BAGI NANDA, ada dua program utama yang akan ia usung jika menjadi anggota DPRD Provinsi Kaltim. “Pertama: bagaimana memajukan dan membela Provinsi Kaltim. Kedua: bagaimana membela dan memajukan Kota Samarinda. Itu yang akan saya lakukan,” kata Nanda, pertengahan Oktober 2018 lalu.
Provinsi Kaltim, lanjutnya, tidak bisa lagi dibayangkan seperti 10 tahun yang lalu. “Pada masa itu kan hasil lifting minyak dan gas masih besar dan harganya masih tinggi. Begitu juga batubara. Makanya, penerimaan negara dari komoditas-komoditas itu sangat besar. Dana bagi hasil sumber daya alam sangat tinggi, tertinggi di Indonesia malah. Bahkan, di masyarakat luas sampai muncul persepsi Provinsi Kaltim adalah provinsi terkaya se-Indonesia,” tutur perempuan yang ayahnya dari Banjar dan ibunya dari Jawa ini.
Namun, sekarang, situasi sudah berbalik, akibat berkurangnya volume lifting minyak dan gas serta harganya yang merosot tajam. Hal yang sama terjadi pada batubara.
“Dari penerima dana bagi hasil terbesar, sekarang terpuruk jauh di bawah. APBD provinsi dan kabupaten/kota pun berkurang banyak, bahkan sempat belanja pegawai terganggu dan subsid buat masyarakat kecil berkurang,” ujar Nanda.
Memang, selama lebih dari 30 tahun, Kaltim merupakan provinsi terkaya di Indonesia. Kontribusinya untuk Anggaran Pendapatan dan Belanja Negara terbesar, dengan mengandalkan sumber daya alam (SDA), terutama dari pertambangan minyak, gas, dan batubara, serta kehutanan.
Selama rentang waktu tahun 1970 sampai 1990, provinsi ini menggantungkan pembangunannya dari sektor kehutanan. Pertumbuhan ekonominya relatif tinggi, 7,42% per tahun.

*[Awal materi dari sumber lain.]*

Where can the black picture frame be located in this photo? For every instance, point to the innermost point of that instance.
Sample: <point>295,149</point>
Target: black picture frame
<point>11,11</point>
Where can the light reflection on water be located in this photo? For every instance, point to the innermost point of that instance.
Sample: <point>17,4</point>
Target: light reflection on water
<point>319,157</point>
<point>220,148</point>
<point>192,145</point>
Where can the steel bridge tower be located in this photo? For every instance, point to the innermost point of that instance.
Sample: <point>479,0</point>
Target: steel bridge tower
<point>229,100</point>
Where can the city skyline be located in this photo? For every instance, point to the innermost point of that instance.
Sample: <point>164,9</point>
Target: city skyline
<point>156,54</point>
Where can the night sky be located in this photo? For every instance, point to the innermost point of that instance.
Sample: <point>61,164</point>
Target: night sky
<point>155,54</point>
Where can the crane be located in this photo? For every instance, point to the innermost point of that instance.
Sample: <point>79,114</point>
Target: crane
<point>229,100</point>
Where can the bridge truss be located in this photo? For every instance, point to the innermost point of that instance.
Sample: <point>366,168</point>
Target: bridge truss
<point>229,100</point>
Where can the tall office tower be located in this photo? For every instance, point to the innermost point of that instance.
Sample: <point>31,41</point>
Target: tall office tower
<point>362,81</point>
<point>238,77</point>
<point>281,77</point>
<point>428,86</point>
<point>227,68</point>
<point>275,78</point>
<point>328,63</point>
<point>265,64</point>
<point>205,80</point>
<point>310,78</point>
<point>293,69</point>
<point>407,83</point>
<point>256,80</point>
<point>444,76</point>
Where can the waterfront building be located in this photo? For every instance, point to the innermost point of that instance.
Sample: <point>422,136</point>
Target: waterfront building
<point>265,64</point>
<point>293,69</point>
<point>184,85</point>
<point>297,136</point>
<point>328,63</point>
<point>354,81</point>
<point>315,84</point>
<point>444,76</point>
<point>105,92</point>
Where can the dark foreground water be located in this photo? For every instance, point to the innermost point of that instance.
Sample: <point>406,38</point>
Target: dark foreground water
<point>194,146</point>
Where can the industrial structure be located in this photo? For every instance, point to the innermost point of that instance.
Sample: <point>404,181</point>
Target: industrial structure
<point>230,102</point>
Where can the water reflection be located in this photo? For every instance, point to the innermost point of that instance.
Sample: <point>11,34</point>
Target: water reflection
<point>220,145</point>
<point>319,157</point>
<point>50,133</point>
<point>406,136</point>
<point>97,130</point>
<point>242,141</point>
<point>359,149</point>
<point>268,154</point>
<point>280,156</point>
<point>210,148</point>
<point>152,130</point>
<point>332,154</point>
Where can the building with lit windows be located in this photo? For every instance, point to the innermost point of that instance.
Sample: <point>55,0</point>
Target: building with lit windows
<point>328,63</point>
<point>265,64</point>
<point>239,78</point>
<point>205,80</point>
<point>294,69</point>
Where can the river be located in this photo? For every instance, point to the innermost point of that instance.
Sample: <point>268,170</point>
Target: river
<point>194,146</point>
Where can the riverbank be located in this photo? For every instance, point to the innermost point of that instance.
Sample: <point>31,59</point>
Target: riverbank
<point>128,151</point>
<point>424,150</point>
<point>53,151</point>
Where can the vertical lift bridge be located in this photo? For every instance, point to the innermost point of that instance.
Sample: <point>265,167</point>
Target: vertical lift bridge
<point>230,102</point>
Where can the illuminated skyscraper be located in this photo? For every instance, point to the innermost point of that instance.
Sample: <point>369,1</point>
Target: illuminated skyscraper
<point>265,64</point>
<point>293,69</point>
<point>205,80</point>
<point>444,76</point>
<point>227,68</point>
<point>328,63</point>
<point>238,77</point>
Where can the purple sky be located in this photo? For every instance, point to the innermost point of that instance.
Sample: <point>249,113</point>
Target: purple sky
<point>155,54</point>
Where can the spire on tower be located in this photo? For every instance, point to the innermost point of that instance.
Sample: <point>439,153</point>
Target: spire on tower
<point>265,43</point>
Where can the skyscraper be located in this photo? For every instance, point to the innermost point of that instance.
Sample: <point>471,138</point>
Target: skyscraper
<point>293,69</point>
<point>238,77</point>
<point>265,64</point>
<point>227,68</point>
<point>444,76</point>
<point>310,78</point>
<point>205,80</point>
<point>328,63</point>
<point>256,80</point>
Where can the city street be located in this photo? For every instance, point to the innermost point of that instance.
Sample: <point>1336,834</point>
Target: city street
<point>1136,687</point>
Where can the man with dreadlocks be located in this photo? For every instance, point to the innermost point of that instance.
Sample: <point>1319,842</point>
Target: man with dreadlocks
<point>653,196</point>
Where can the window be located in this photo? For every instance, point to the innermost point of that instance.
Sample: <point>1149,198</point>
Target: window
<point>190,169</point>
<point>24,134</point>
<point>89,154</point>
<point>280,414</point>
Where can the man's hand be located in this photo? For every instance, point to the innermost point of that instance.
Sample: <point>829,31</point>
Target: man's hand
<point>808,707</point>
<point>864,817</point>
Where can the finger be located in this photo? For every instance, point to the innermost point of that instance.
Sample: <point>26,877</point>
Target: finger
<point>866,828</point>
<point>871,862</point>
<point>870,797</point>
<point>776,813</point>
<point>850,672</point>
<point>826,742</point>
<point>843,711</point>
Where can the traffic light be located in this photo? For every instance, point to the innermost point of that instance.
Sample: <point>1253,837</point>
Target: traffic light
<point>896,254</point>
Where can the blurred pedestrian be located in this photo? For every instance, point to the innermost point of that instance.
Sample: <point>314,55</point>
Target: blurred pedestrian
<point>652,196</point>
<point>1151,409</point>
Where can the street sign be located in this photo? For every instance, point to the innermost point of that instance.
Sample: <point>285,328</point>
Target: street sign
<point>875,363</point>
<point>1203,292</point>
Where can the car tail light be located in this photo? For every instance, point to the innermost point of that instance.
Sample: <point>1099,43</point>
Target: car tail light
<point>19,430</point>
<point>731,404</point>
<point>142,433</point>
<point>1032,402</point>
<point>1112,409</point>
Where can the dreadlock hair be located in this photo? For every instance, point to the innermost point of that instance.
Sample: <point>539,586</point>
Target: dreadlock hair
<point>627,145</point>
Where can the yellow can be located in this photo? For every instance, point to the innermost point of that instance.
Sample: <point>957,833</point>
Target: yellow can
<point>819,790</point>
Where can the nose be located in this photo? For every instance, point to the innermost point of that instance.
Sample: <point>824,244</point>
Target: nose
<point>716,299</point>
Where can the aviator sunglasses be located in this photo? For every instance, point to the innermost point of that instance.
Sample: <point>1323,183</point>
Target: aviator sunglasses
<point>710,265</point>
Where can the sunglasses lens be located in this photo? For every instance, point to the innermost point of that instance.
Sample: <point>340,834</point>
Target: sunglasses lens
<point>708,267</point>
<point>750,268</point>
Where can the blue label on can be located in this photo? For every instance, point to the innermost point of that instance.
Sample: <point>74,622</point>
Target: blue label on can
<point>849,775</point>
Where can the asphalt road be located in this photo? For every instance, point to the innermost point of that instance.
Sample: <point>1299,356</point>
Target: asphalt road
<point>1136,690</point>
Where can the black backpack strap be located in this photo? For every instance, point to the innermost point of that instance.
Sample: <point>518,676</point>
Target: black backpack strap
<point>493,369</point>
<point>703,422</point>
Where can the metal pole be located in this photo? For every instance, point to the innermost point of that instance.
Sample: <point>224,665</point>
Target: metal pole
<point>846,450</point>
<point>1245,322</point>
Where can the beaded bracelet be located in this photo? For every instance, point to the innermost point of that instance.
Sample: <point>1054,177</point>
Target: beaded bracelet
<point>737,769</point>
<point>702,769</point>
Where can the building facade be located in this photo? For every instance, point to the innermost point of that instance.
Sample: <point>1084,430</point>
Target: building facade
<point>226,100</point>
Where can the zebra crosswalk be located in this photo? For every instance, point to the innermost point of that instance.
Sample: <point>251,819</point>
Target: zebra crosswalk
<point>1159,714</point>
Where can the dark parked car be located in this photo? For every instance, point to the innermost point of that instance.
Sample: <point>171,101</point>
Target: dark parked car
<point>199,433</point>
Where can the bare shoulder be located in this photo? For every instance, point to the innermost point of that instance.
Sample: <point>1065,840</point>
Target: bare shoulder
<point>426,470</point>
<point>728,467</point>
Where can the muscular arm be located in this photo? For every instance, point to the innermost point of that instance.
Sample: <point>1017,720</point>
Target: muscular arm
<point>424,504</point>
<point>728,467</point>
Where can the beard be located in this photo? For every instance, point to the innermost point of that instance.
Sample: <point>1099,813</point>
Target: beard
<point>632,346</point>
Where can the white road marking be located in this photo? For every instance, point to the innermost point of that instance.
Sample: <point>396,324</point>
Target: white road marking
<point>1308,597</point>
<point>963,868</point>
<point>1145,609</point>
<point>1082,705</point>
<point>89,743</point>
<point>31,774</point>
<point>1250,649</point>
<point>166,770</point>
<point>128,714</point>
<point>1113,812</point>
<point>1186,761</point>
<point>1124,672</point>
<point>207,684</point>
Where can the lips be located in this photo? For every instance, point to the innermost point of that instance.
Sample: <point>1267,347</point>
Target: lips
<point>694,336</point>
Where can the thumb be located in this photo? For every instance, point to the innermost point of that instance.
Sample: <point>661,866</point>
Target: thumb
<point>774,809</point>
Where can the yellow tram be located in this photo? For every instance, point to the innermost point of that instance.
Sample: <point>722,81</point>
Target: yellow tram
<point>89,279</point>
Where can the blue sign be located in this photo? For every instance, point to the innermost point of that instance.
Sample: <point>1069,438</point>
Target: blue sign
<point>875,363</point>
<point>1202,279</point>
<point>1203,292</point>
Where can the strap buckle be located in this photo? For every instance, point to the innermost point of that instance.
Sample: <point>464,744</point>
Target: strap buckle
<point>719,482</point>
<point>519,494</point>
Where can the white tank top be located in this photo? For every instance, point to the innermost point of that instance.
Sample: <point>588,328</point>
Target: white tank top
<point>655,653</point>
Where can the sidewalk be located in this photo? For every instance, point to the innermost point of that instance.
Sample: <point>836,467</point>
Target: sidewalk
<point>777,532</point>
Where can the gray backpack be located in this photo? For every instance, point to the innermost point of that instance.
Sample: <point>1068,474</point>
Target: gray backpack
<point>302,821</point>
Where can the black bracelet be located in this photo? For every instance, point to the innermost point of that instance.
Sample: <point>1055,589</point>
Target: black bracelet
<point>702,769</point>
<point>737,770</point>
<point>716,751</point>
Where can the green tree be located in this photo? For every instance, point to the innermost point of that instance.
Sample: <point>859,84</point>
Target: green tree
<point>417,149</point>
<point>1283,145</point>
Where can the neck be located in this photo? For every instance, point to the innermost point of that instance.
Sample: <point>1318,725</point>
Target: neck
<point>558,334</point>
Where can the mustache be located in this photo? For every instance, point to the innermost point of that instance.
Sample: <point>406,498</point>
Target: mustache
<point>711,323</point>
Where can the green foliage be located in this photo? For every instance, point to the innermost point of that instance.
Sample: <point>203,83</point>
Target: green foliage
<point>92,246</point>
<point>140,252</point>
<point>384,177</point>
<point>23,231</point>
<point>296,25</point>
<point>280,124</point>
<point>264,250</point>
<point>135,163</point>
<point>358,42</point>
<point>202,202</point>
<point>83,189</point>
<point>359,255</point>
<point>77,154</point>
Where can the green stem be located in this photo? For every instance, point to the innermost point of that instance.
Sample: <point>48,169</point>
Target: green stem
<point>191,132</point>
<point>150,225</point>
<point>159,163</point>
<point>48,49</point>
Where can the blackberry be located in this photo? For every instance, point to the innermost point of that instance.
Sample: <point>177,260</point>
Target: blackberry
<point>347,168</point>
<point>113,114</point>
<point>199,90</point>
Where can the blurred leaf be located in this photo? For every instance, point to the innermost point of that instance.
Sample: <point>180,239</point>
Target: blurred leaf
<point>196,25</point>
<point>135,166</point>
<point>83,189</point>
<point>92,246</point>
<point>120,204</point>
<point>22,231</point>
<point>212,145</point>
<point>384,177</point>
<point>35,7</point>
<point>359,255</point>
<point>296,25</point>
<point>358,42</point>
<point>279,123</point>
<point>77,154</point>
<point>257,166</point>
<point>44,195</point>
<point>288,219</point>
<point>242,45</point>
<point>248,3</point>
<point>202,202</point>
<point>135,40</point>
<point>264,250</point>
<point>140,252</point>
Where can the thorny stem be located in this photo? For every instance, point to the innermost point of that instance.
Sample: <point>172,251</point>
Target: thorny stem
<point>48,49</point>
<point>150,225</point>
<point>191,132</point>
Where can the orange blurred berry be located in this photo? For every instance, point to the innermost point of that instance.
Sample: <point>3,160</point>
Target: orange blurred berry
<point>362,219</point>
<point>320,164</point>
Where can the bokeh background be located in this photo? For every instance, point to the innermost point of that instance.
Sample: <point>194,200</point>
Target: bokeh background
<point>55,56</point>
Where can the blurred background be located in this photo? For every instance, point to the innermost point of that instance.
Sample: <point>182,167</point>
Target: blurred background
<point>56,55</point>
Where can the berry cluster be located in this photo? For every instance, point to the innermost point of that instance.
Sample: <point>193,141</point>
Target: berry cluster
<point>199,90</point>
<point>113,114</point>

Waktu sektor kehutanan tak dapat lagi diandalkan, tulang punggung pembangunan Kaltim pada priode 1990 sampai 2000 adalah sektor pertambangan, minyak dan gas (migas), serta industri pengilangan minyak bumi dan gas alam cair. Pertumbuhan ekonominya turun, meski masih terbilang tingg, rata-rata 5,71% per tahun.
Memasuki tahun 2000, penyangga utama pembangunan Kaltim adalah sektor tambang non-migas, yakni batubara. Tapi, tak sampai 20 tahun, sektor pertambangan batubara tak lagi dapat diandalkan oleh Provinsi Kaltim.
Sampai akhir tahun 2015 lalu, misalnya, pertumbuhan ekonomi provinsi tersebut mengalami kontraksi yang cukup dalam, yakni sampai minus 0,85%, lebih rendah dari tahun tahun 2014, yang mencapai 2,02%.
Tahun 2016 kembali terjadi kontraksi, sehingga pertumbuhan ekonomi Kalimantan Timur kembali defisit, minus 0,30%. Namun, pada tahun 2017, Badan Pusat Statistik mencatat, pertumbuhan ekonomi Kaltim tidak lagi negatif, tumbuh 3,13%.
Diperkirakan, pada tahun 2018 ini, pertumbuhannya akan tetap positif. Tapi, tetap saja masih yang paling rendah dibanding provinsi-provinsi lain di Pulau Kalimantan.